Community, Diversity, Sustainability and other Overused Words

Little Princess: Santa Monica History Museum to Host Shirley Temple Exhibit

Famous costume of Santa Monica's Most Famous Child Actress

The Santa Monica History Museum will host a Shirley Temple birthday tea and pop-up display on Saturday, April 21st, from 12:00pm to 2:30pm at the Santa Monica History Museum at 1350 7th Street, Santa Monica, CA 90401.

The Shirley Temple tea party honors the star's 90th birthday and will feature an exclusive one-day "Little Princess" pop-up exhibit featuring items that have not been displayed at the museum before. A delicious traditional tea service will be served. Tickets for the tea and exhibit are $35.00 and sales benefit the museum. Visitors may also visit the museum to see the exhibit and galleries only, for the usual admission price, without admission to the tea.

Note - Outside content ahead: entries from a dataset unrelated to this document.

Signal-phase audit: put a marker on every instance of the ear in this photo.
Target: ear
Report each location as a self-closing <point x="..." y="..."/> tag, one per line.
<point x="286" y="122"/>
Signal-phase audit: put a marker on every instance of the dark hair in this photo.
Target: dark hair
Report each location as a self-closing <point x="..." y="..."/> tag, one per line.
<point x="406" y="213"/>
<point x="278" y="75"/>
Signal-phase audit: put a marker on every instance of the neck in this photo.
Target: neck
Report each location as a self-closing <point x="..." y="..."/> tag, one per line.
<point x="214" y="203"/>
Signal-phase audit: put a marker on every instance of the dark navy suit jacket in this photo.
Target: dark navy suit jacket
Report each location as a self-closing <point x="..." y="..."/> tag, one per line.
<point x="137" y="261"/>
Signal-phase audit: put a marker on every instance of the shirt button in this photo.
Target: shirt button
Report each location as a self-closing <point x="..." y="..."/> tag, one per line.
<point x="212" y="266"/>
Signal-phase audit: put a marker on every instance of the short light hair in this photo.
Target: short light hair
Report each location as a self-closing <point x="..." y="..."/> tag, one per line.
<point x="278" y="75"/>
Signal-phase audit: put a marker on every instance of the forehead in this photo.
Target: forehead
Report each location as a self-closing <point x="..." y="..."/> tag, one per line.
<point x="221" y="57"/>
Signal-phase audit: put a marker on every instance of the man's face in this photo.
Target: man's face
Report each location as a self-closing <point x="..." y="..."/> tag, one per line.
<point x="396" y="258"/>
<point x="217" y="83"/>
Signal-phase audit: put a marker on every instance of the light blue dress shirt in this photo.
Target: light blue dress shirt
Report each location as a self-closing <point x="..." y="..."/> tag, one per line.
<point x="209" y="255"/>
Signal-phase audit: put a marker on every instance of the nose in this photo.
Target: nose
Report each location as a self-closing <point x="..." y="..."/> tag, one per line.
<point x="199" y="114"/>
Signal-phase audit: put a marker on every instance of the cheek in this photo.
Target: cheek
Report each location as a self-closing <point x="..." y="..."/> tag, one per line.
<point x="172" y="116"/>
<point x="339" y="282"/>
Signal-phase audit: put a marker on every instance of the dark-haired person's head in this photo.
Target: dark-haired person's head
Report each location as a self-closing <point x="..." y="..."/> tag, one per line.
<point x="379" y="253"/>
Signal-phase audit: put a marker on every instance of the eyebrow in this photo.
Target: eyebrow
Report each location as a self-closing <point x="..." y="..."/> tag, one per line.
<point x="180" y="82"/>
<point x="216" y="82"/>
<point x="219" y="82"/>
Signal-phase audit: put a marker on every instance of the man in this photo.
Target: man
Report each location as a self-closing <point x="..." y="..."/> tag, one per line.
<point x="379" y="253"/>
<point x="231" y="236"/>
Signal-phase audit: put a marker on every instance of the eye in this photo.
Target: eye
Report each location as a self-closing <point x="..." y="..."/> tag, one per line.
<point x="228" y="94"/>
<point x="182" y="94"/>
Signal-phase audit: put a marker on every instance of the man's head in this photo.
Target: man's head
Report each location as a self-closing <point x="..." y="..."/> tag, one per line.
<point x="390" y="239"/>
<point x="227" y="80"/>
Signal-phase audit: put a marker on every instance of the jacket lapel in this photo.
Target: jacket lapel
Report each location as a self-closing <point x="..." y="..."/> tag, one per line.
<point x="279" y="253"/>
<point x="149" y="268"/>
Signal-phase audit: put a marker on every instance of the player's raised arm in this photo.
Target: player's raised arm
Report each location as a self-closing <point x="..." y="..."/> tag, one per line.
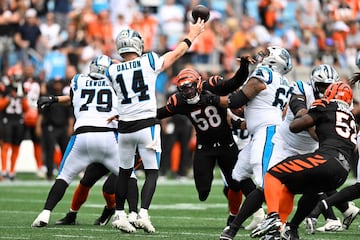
<point x="171" y="56"/>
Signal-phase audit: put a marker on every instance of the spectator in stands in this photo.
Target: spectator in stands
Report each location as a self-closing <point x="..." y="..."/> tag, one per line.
<point x="13" y="104"/>
<point x="28" y="37"/>
<point x="32" y="92"/>
<point x="102" y="30"/>
<point x="9" y="22"/>
<point x="308" y="14"/>
<point x="50" y="30"/>
<point x="55" y="126"/>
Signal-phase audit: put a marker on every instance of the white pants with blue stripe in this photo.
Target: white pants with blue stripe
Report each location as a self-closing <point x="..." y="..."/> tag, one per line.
<point x="149" y="144"/>
<point x="253" y="159"/>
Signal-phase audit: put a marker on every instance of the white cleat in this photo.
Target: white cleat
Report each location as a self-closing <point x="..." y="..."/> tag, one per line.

Shirley Temple, a Santa Monica native, is known for her work as a child actress during the 1930s. In addition to other film costumes and personal wardrobe, the day-long pop-up will feature Temple's reunited princess costume from the 1939 Technicolor film "The Little Princess."

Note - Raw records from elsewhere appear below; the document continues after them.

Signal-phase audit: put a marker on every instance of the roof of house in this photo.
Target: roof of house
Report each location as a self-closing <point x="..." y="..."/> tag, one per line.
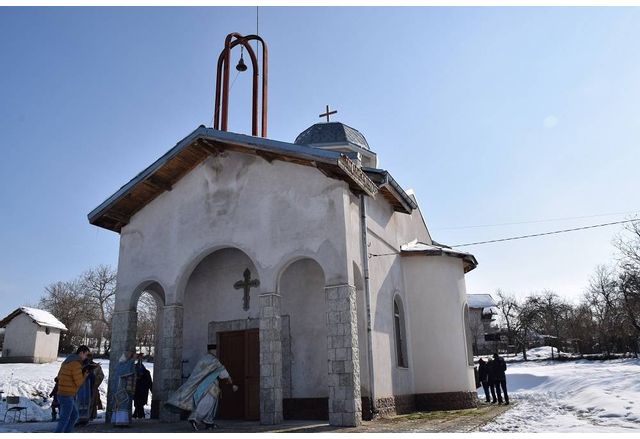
<point x="38" y="316"/>
<point x="480" y="301"/>
<point x="115" y="212"/>
<point x="415" y="247"/>
<point x="331" y="133"/>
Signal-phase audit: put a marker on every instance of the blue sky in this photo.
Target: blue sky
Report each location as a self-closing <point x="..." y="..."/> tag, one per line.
<point x="492" y="115"/>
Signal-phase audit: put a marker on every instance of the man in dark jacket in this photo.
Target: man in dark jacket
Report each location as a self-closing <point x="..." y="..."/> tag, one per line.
<point x="143" y="386"/>
<point x="500" y="366"/>
<point x="492" y="379"/>
<point x="483" y="376"/>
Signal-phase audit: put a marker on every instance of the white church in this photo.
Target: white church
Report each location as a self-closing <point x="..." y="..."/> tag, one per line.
<point x="307" y="264"/>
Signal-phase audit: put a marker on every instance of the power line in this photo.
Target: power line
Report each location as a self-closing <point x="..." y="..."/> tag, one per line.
<point x="535" y="221"/>
<point x="546" y="233"/>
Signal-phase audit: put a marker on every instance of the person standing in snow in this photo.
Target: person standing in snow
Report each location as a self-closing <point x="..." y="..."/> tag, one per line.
<point x="70" y="378"/>
<point x="483" y="376"/>
<point x="500" y="367"/>
<point x="492" y="379"/>
<point x="124" y="380"/>
<point x="96" y="402"/>
<point x="143" y="385"/>
<point x="55" y="405"/>
<point x="200" y="394"/>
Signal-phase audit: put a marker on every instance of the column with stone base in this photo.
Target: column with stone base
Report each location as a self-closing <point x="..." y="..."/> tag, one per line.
<point x="345" y="405"/>
<point x="171" y="352"/>
<point x="123" y="337"/>
<point x="270" y="359"/>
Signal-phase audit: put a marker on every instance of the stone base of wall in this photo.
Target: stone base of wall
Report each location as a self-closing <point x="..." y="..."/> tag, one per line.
<point x="446" y="401"/>
<point x="403" y="404"/>
<point x="305" y="408"/>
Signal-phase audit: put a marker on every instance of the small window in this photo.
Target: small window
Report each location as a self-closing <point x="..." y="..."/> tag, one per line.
<point x="401" y="342"/>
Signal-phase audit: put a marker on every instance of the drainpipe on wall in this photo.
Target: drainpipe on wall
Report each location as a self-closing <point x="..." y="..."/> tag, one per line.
<point x="367" y="296"/>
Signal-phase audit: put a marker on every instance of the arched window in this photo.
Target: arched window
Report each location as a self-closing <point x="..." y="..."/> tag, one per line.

The costume has a tumultuous history, and this showing will be the first to unify it with her character's crown and scepter. These gold-plated accessories, created by famed costume jeweler Eugene Joseff, were unseen in Joseff's archive for seventy-nine years.

The costume, gifted to Shirley by Fox Studios, was kept in her personal archive until her death in 2014. Following a nationwide exhibit of Temple's personal collection, her costumes and other artifacts were sold to collectors worldwide. Last year, the costume's new owner was devastated when the costume went missing while in transit to a New England convention. An extensive search by Shirley's Army (a group established to keep Shirley's legacy alive) and the media was undertaken. Perseverance, good will-and perhaps the intervention of Shirley's benevolent spirit- eventually recovered the costume from a warehouse in Missouri. The rescued costume, which includes a faux ermine trimmed cape with an extensive train and gold lame lining, and royal accessories will be on view for one day only at the Santa Monica History Museum on Saturday, April 21st.